Mayo Regional Hospital has announced that it will be closing its primary care office in Guilford. The official closure date for Guilford Medical Associates is April 5, 2019.

The practice has experienced significant provider turnover in the past year and a half, which officials say led to the closure. Dr. Bernard Perlman was most recently practicing at Guilford Medical Associates for about six months and recently gave his notice of departure.

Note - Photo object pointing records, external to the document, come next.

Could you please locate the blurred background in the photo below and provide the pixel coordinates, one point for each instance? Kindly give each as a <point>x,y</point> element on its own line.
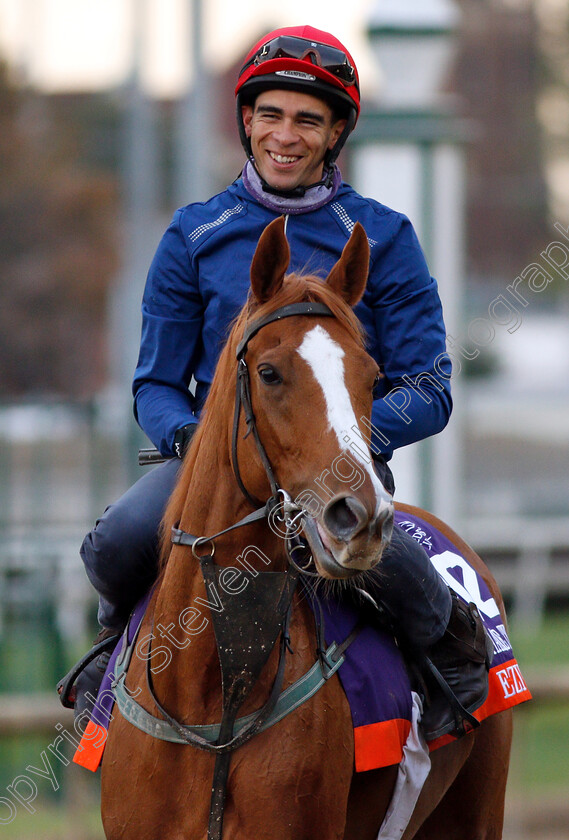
<point>115,112</point>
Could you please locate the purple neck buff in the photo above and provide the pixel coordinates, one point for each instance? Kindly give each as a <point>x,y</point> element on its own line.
<point>314,197</point>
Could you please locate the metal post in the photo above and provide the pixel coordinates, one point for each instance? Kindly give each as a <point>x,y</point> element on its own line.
<point>194,135</point>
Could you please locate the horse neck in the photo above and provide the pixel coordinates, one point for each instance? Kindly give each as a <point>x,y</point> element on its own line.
<point>206,501</point>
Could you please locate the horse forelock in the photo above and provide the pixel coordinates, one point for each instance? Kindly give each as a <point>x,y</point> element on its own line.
<point>303,288</point>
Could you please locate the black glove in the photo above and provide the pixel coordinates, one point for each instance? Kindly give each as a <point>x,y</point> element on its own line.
<point>182,439</point>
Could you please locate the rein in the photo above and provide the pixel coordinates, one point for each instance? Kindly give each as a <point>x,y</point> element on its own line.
<point>266,605</point>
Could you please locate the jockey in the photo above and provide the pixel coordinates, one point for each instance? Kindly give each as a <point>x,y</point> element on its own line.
<point>297,101</point>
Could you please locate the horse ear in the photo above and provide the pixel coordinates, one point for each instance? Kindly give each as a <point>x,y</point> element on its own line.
<point>270,261</point>
<point>349,276</point>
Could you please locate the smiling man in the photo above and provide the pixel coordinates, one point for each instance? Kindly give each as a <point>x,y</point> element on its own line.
<point>290,133</point>
<point>297,99</point>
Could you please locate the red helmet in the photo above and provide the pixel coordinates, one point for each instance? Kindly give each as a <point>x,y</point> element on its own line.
<point>307,60</point>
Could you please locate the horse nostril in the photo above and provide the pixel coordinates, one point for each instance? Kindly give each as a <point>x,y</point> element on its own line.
<point>344,516</point>
<point>384,521</point>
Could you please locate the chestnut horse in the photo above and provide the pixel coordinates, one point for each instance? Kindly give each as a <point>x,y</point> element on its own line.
<point>307,376</point>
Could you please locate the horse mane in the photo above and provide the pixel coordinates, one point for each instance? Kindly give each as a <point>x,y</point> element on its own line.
<point>296,288</point>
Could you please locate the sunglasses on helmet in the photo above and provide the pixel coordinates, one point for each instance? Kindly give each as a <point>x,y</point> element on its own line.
<point>333,60</point>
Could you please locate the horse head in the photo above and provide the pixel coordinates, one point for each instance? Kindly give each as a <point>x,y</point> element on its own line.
<point>310,389</point>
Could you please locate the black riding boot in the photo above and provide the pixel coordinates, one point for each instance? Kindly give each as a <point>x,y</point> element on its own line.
<point>457,673</point>
<point>79,688</point>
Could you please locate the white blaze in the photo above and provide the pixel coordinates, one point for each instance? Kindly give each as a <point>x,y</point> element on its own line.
<point>325,358</point>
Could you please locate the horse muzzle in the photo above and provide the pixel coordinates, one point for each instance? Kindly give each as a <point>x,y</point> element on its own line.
<point>345,540</point>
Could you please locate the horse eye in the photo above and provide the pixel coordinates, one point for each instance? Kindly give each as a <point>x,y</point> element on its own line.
<point>269,375</point>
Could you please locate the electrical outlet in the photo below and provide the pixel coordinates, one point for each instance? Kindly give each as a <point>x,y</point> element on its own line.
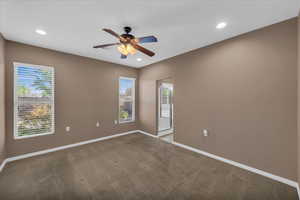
<point>205,132</point>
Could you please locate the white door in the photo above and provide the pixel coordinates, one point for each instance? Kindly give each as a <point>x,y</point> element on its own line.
<point>165,107</point>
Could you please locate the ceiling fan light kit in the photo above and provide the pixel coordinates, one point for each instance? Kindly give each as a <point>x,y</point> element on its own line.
<point>129,44</point>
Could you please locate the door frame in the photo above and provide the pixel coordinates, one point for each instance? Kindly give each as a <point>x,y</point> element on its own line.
<point>158,107</point>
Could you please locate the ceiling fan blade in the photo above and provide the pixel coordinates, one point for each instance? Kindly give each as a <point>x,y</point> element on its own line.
<point>142,49</point>
<point>147,39</point>
<point>106,45</point>
<point>111,32</point>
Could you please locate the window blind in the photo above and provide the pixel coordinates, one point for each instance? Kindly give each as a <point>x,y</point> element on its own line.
<point>34,100</point>
<point>126,99</point>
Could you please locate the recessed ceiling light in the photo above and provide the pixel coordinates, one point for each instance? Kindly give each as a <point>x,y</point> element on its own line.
<point>41,32</point>
<point>221,25</point>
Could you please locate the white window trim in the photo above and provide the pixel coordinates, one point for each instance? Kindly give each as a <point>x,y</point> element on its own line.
<point>16,64</point>
<point>133,101</point>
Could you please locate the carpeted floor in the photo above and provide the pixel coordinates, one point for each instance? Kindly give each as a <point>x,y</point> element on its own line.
<point>133,167</point>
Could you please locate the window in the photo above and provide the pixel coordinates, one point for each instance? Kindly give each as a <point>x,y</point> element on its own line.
<point>126,99</point>
<point>33,100</point>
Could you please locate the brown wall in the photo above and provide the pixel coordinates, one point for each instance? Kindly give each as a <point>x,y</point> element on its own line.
<point>2,100</point>
<point>86,91</point>
<point>243,90</point>
<point>298,157</point>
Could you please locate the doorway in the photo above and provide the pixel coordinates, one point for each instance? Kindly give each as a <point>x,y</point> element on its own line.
<point>165,110</point>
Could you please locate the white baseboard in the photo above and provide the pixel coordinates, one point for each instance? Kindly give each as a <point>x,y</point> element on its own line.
<point>251,169</point>
<point>163,133</point>
<point>3,164</point>
<point>28,155</point>
<point>148,134</point>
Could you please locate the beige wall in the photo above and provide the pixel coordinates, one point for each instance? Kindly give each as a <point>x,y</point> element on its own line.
<point>86,91</point>
<point>243,90</point>
<point>2,100</point>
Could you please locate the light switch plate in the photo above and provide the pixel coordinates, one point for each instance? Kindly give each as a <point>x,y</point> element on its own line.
<point>205,132</point>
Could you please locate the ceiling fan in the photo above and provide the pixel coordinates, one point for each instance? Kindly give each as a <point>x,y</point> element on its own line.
<point>129,44</point>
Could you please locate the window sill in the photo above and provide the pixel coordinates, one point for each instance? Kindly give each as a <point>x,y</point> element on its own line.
<point>31,136</point>
<point>125,122</point>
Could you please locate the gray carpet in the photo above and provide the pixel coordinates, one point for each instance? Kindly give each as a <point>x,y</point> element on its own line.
<point>133,167</point>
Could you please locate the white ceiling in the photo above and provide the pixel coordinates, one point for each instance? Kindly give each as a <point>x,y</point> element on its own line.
<point>74,26</point>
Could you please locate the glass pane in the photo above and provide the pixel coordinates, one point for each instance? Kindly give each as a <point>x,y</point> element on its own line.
<point>33,82</point>
<point>125,111</point>
<point>34,119</point>
<point>34,100</point>
<point>126,87</point>
<point>126,100</point>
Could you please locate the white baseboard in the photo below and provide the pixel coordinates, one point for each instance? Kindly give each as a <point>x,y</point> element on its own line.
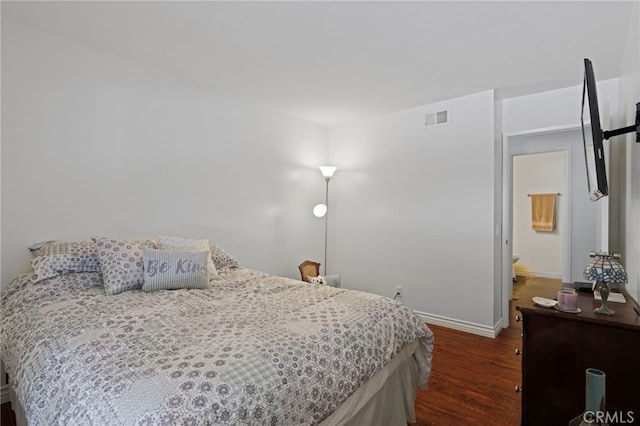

“This is a decision that was difficult to make, but we must deal with the reality of being a small, rural hospital in a time where hospital systems are becoming more necessary for sustainability,” said Marie Vienneau, President and CEO of Mayo Regional Hospital. “Recruiting a long-term replacement provider in Guilford has simply proven to be impossible. Staffing challenges have led to financial losses for Guilford Medical Associates that the hospital is unable to absorb. This is an unfortunate reality. However, we are confident in our mission to provide high quality care for people in this region, and staying focused on making Mayo Regional Hospital a resource for many years to come.”

Provider recruitment has become a bigger challenge for the hospital over the past 15 years, as physicians and non-physician provider demand increases regionally and nationally.

Staff at the clinic are expected to re-assign to other Mayo practices in the region. A temporary provider, Dr. Jane Park will be seeing patients of Guilford Medical Associates until April. All patients are encouraged to make arrangements to transfer their care to another provider as soon as possible. Mayo has openings in its clinics in Milo, Dexter, Corinth and limited availability in Dover Foxcroft. Northern Light CA Dean and Hometown Health also offer primary care in the nearby area, with a Northern Light CA Dean clinic located about a half mile from Guilford Medical Associates. Patients looking to transfer care within the Mayo System, should call Debbie Sawyer at 564-1224.

“This was a very difficult decision for the Mayo Board and Administration to arrive at,” said Vienneau. “Our goal is to expand access to high quality, healthcare services not decrease them. There are challenges with delivering care in rural areas, and Mayo Regional Hospital sees those challenges every day. We will continue working to ensure stability for quality care in this region for the long term. That is our mission and our priority.”